The Background Check Initiative

How the Background Check Initiative Works

The Background Check Initiative will close a loophole in Nevada law by requiring criminal background checks for all gun sales, with reasonable exceptions for family, hunting, and self-defense.

Under The Background Check Initiative, unlicensed sellers will meet their buyers at a licensed gun dealer. Over 97% of Nevadans live within 10 miles of a licensed gun dealer, so this would be easy and convenient.

If the gun dealer agrees to help process the sale, the dealer will conduct a background check on the potential buyer and comply with state and federal law as though transferring the gun from the dealer’s own inventory, except that the dealer will contact the federal National Instant Background Check System instead of the state Central Repository for Nevada Records of Criminal History.

Ninety percent of checks are completed in 90 seconds or less. For those that are not, the seller can take the gun with him or her while the check is being completed, provided the buyer and seller return to the dealer to complete the transfer.
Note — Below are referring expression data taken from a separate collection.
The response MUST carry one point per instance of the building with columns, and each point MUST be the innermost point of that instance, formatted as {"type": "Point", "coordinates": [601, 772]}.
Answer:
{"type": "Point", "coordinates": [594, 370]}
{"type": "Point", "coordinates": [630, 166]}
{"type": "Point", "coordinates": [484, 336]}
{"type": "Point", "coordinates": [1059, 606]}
The Background Check Initiative exempts certain transfers from the background check requirement:

  • Transfers by or to a law enforcement agency or a peace officer, security guard, or member of the armed forces acting within the course and scope of his or her employment or official duties;
  • Transfers of antique firearms;
  • Transfers between immediate family members, which means spouses and domes- tic partners and any of the following relations, whether by whole or half blood, adoption, or step-relation: parents, children, siblings, grandparents, grandchildren, aunts, uncles, nieces, and nephews.
  • Transfers to executors of estates or trusts that occur upon the death of the owner of a gun;
  • Temporary transfers for self-defense, hunting and trapping, target-shooting, and organized competitions and performances;
  • Temporary transfers that occur exclusively while in the presence of the transferor, provided the transferor has no reason to believe that the transferee is prohibited from having guns or will use the gun in a crime.